For what it's worth, the corresponding initial-subsequence relationship in C++ does not require a union. And in general, such union dependence would be an extremely pathological behavior for a compiler. If there's some way the existence of a union type could affect a concerete memory model, it's probably better not to try to picture it.
I suppose the intent is that a memory access verifier (think Valgrind on steroids) can check a potential aliasing error against these "strict" rules.
I want to expand on #Dietrich Epp 's answer. Here is a quote from C99:
6.7.2.1 point 14
... A pointer to a union object, suitably converted, points to each of its members ... and vice versa.
Which means we can copy the memory from a struct to a union containing it:
struct a
{
int foo;
char bar;
};
struct b
{
int foo;
char bar;
};
union ab
{
struct a a;
struct b b;
};
void test(struct a *aa)
{
union ab ab;
memcpy(&ab, aa, sizeof *aa);
// ...
}
C99 also says:
6.5.2.3 point 5
One special guarantee is made in order to simplify the use of unions: if a union contains
several structures that share a common initial sequence ..., and if the union
object currently contains one of these structures, it is permitted to inspect the common
initial part of any of them anywhere that a declaration of the complete type of the union is
visible. Two structures share a common initial sequence if corresponding members have
compatible types .... for a sequence of one or more initial members.
Which means the following will also be legal after the memcpy:
ab.a.bar;
ab.b.bar;
The struct could be initialized in a separate translation unit and the copying is done in the standard library (out of the control of the compiler).

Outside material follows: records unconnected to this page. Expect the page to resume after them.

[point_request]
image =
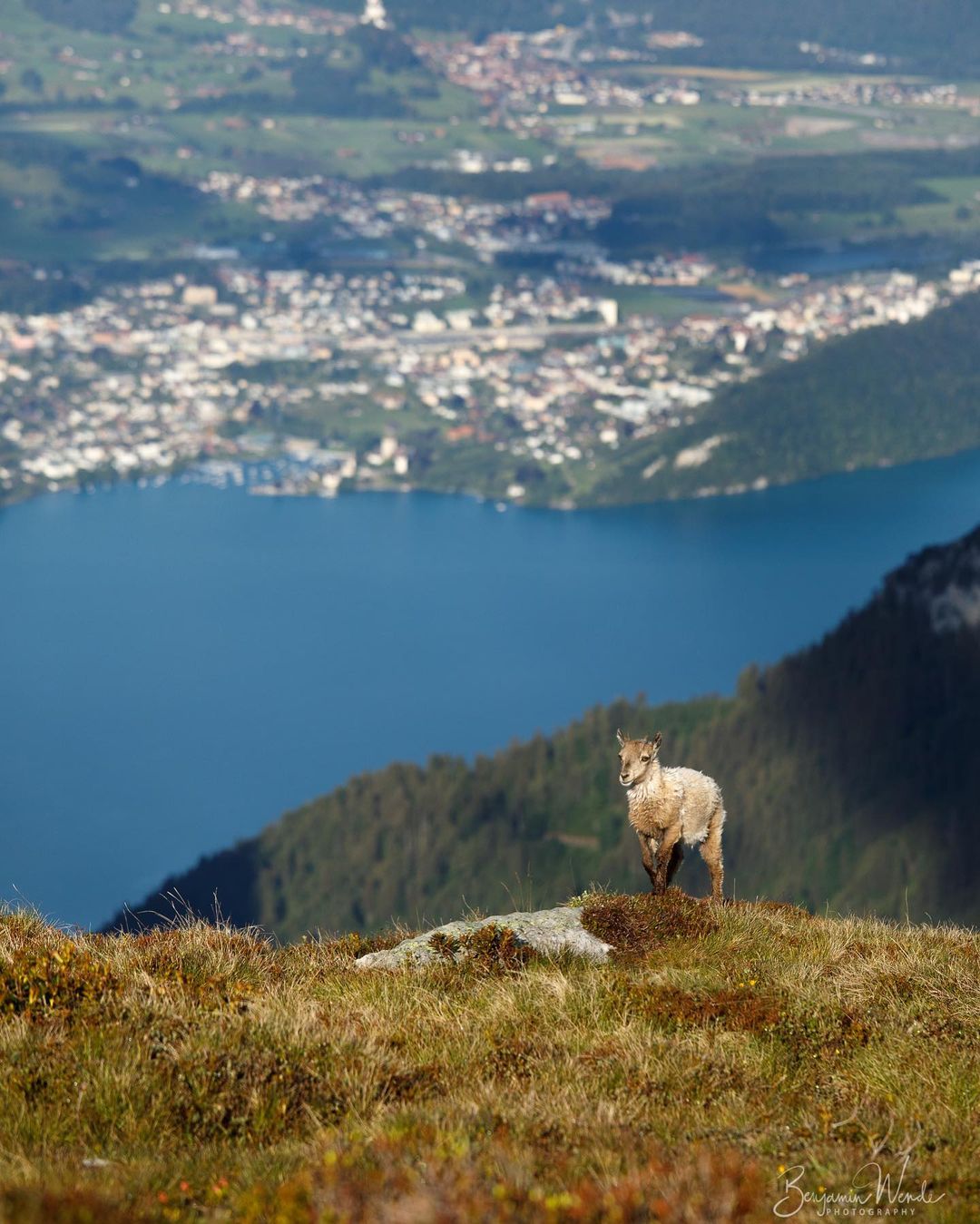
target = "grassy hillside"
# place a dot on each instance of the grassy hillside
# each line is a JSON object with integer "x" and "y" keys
{"x": 849, "y": 774}
{"x": 203, "y": 1073}
{"x": 889, "y": 395}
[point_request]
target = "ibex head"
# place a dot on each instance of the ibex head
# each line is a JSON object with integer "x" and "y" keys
{"x": 636, "y": 758}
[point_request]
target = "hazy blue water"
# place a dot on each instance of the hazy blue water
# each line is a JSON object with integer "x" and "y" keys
{"x": 832, "y": 261}
{"x": 180, "y": 665}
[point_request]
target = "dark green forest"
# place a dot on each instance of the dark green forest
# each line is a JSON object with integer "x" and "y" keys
{"x": 888, "y": 395}
{"x": 849, "y": 772}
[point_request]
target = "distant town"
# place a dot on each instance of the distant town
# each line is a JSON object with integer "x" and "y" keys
{"x": 340, "y": 375}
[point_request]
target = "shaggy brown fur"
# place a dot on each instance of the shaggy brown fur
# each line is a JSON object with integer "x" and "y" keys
{"x": 670, "y": 807}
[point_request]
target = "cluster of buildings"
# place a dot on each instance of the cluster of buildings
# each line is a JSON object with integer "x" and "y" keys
{"x": 277, "y": 365}
{"x": 525, "y": 73}
{"x": 849, "y": 92}
{"x": 540, "y": 221}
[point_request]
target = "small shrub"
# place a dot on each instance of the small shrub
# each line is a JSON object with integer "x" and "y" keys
{"x": 53, "y": 981}
{"x": 488, "y": 949}
{"x": 636, "y": 925}
{"x": 250, "y": 1091}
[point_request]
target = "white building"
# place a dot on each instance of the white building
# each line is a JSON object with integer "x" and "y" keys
{"x": 375, "y": 15}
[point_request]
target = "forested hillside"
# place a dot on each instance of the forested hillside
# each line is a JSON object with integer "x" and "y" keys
{"x": 885, "y": 396}
{"x": 849, "y": 771}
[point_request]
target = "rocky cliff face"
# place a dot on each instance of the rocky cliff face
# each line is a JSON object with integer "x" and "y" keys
{"x": 945, "y": 582}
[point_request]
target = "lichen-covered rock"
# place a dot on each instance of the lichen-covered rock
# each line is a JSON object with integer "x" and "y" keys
{"x": 544, "y": 930}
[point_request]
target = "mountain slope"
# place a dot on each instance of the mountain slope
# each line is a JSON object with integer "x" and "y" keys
{"x": 884, "y": 396}
{"x": 849, "y": 774}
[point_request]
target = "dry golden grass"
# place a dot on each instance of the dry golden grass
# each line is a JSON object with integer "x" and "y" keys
{"x": 206, "y": 1073}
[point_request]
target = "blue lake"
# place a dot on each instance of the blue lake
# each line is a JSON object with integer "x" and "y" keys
{"x": 181, "y": 663}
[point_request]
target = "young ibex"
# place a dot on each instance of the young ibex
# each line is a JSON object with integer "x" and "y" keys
{"x": 670, "y": 807}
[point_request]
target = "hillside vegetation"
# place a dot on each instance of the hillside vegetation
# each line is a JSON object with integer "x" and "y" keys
{"x": 206, "y": 1073}
{"x": 849, "y": 772}
{"x": 885, "y": 396}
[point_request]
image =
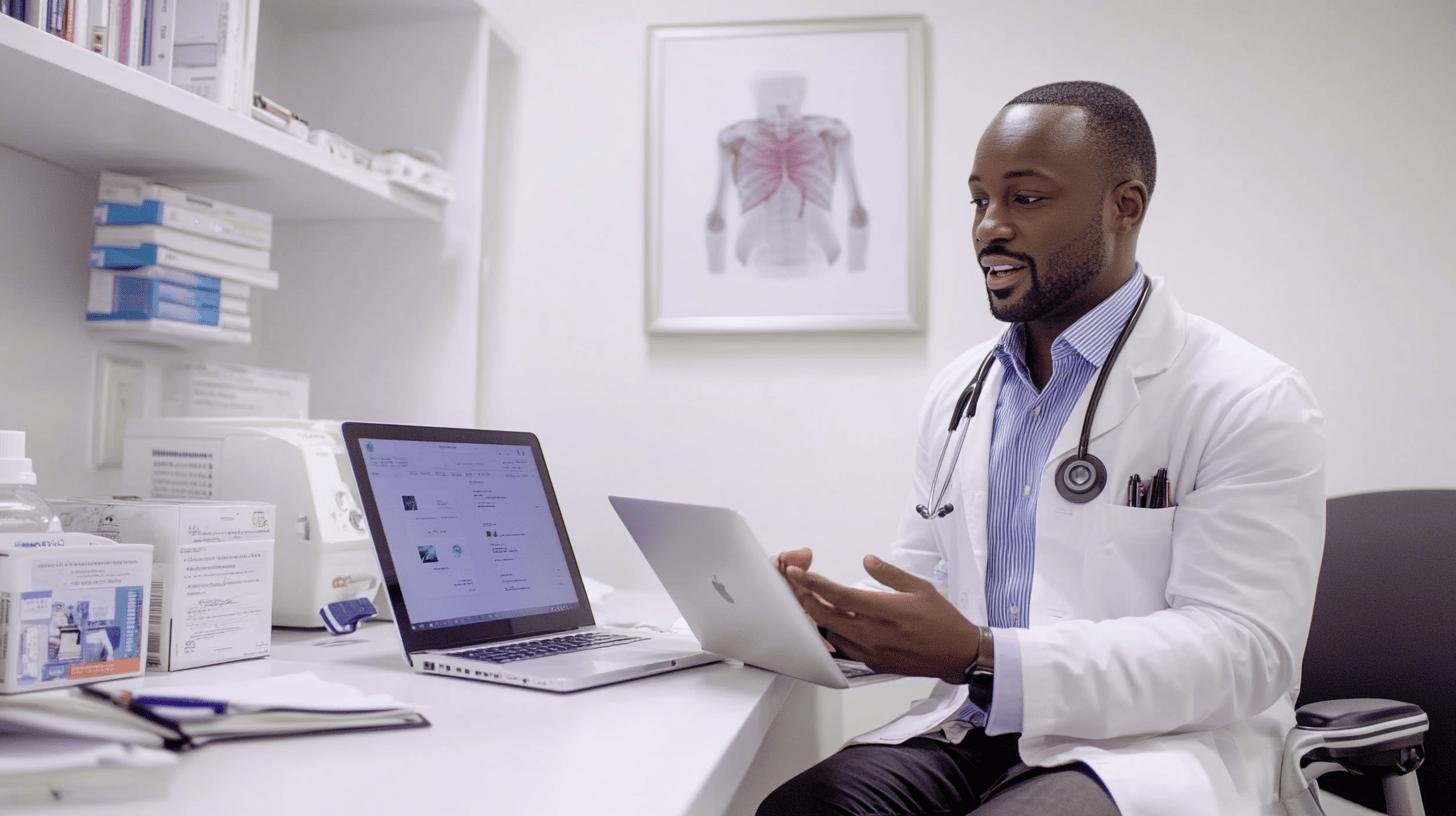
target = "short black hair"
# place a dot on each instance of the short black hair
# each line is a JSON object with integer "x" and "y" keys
{"x": 1113, "y": 118}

Thus, memcpy will copy byte-by-byte the value of the object of type struct a and the compiler has to ensure the result is valid for both structs.
The compiler cannot do anything other than generate instructions that read from the corresponding memory offset for both of those lines, thus the address needs to be the same.
Even though it is not stated explicitly, I would say the standard implies that C-structs with the same member types have the same layout in memory.